本発明は、シリンダ内をピストンが往復するピストン機関に関する。
近年、乗用車やバス、トラック等の車両に搭載される内燃機関の排熱や工場排熱を回収するための熱機関として、理論熱効率に優れたスターリングエンジンが注目されてきている。特許文献1には、冷熱の発生を目的としたスターリングエンジンが開示されている。これは、ピストンに空気流通通路を設け、ピストンが釣り合い位置にきたときに、作動空間とピストン背面空間とが前記空気流通通路を通じて連通し、ピストンの往復運動時における中心位置を安定化するスターリングエンジンである。
特開2002−130853号公報
しかし、特許文献1に開示されている技術では、ピストンに空気流通通路を設けるため、ピストンに加工が必要となる。排熱回収を目的として用いられる熱機関では、内燃機関の排ガスのような低質の熱源を用いるため、熱機関の内部摩擦を低減しないと、熱源から取り出される動力は極めて少なくなるか、あるいは動力を取り出すことができない。このため、このような目的に用いる熱機関では、ピストンとシリンダとの間に空気軸受を設けたり、薄肉のピストンを用いて軽量化したりして、機関効率の向上を図っている。
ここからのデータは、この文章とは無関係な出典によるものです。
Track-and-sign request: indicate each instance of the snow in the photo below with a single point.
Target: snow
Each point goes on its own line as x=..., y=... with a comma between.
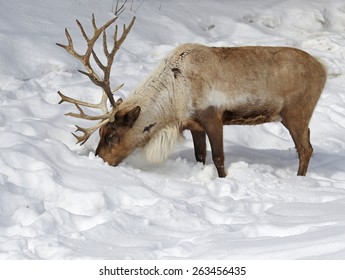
x=59, y=201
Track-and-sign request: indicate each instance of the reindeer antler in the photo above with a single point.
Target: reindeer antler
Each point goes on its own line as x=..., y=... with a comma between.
x=103, y=82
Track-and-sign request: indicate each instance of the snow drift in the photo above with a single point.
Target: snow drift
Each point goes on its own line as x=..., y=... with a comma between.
x=59, y=201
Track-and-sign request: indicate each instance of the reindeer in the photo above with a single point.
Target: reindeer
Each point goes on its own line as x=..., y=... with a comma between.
x=200, y=88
特許文献1に開示された技術では、ピストン表面に空気流通通路を設けるため、ピストンの表面に加工が必要である。このため、薄肉化したピストンの表面には空気流通通路の加工が困難であり、また、ピストンの表面に空気流通通路を設けると、空気軸受の機能に影響を与える。また、熱機関において、シリンダの一端が接続されるケース体(例えばクランクケース)を加圧するとともに、熱機関の負荷に応じて、ケース体の内圧を変化させる技術があるが、作動空間内の圧力の応答速度が遅いという問題がある。
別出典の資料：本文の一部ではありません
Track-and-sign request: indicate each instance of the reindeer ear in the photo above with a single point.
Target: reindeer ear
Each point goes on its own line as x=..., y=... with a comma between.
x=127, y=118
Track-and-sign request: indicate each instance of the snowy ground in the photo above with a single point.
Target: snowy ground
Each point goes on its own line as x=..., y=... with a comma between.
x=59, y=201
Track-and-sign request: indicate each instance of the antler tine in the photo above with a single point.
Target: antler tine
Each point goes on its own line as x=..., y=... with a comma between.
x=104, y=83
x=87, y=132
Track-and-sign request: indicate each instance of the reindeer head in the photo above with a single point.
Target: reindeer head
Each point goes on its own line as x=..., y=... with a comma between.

そこで、この発明は、上記に鑑みてなされたものであって、ピストンの往復運動を回転運動に変換する熱機関において、ピストンに対する加工を最小限に抑えること、ケース体の内圧変化に対する作動空間内の圧力の応答速度を向上させることのうち少なくとも一つを達成できるピストン機関を提供することを目的とする。
上述の目的を達成するために、本発明に係るピストン機関は、シリンダ内をピストンが往復運動するピストン機関であって、前記シリンダの一端が接続されるケース体と、前記シリンダ内の作動空間に設けられる作動空間開口部、及び前記ケース体の内部空間に設けられるケース体開口部と、前記作動空間開口部と前記ケース体開口部とを接続する連通通路と、を含み、前記ピストンが予め定めた特定位置にあるときには、前記作動空間開口部及び前記ケース体開口部の両方が同時に開口して、前記作動空間と前記ケース体の内部空間とが連通することを特徴とする。
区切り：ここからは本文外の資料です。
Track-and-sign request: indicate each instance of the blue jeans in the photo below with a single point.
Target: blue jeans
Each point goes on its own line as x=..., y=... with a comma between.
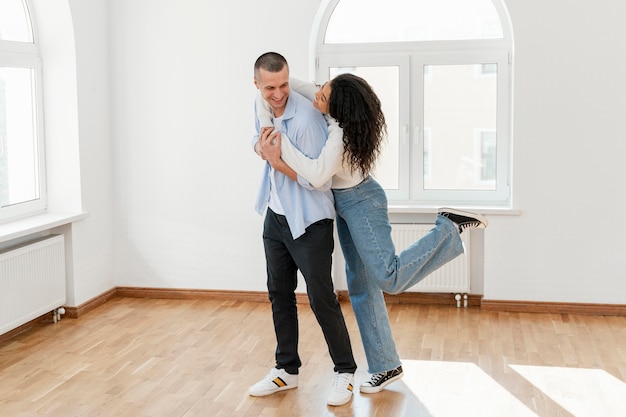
x=372, y=265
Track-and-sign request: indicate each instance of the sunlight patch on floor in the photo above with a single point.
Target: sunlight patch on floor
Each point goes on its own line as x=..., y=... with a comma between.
x=582, y=392
x=460, y=388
次の本発明に係るピストン機関は、所定の位相差をもって往復運動する一対のピストンを備えるピストン機関であって、前記ピストンの上死点側における特定位置において、前記ピストンが内部を往復運動するシリンダ内の作動空間と、前記シリンダの一端が接続されるケース体の内部空間とを連通させる第1連通通路と、前記ピストンの下死点側における特定位置において、前記ピストンが内部を往復運動するシリンダ内の作動空間と前記ケース体の内部空間とを連通させる第2連通通路と、を含むことを特徴とする。
次の本発明に係るピストン機関は、前記ピストン機関において、前記第1連通通路と前記第2連通通路とは、それぞれ異なる前記ピストンに対して設けられることを特徴とする。
次の本発明に係るピストン機関は、前記ピストン機関において、前記第1連通通路と前記第2連通通路とは、同一の前記ピストンに対して設けられることを特徴とする。
次の本発明に係るピストン機関は、前記ピストン機関において、前記第1連通通路には、前記ケース体の内部空間から前記作動空間へ向かう気体の流れのみを許容し、前記作動空間から前記ケース体の内部空間へ向かう気体の流れを遮断する第1逆流防止手段が備えられ、前記第2連通通路には、前記作動空間から前記ケース体の内部空間へ向かう気体の流れのみを許容し、前記ケース体の内部空間から前記作動空間へ向かう気体の流れを遮断する第2逆流防止手段が備えられることを特徴とする。
次の本発明に係るピストン機関は、前記ピストン機関において、前記特定位置は、前記ピストン機関の定常運転時において、前記シリンダ内の作動空間内における圧力と前記ケース体の内部における平均圧力とが一致するときの前記ピストンの位置であることを特徴とする。
次の本発明に係るピストン機関は、前記ピストン機関において、前記特定位置よりも進角側で、前記作動空間開口部及び前記ケース体開口部の両方が同時に開口して、前記作動空間と前記ケース体の内部空間とが連通することを特徴とする。
この発明によれば、ピストンの往復運動を回転運動に変換する熱機関において、ピストンに対する加工を最小限に抑えること、ケース体の内圧変化に対する作動空間内の圧力の応答速度を向上させることのうち少なくとも一つを達成できる。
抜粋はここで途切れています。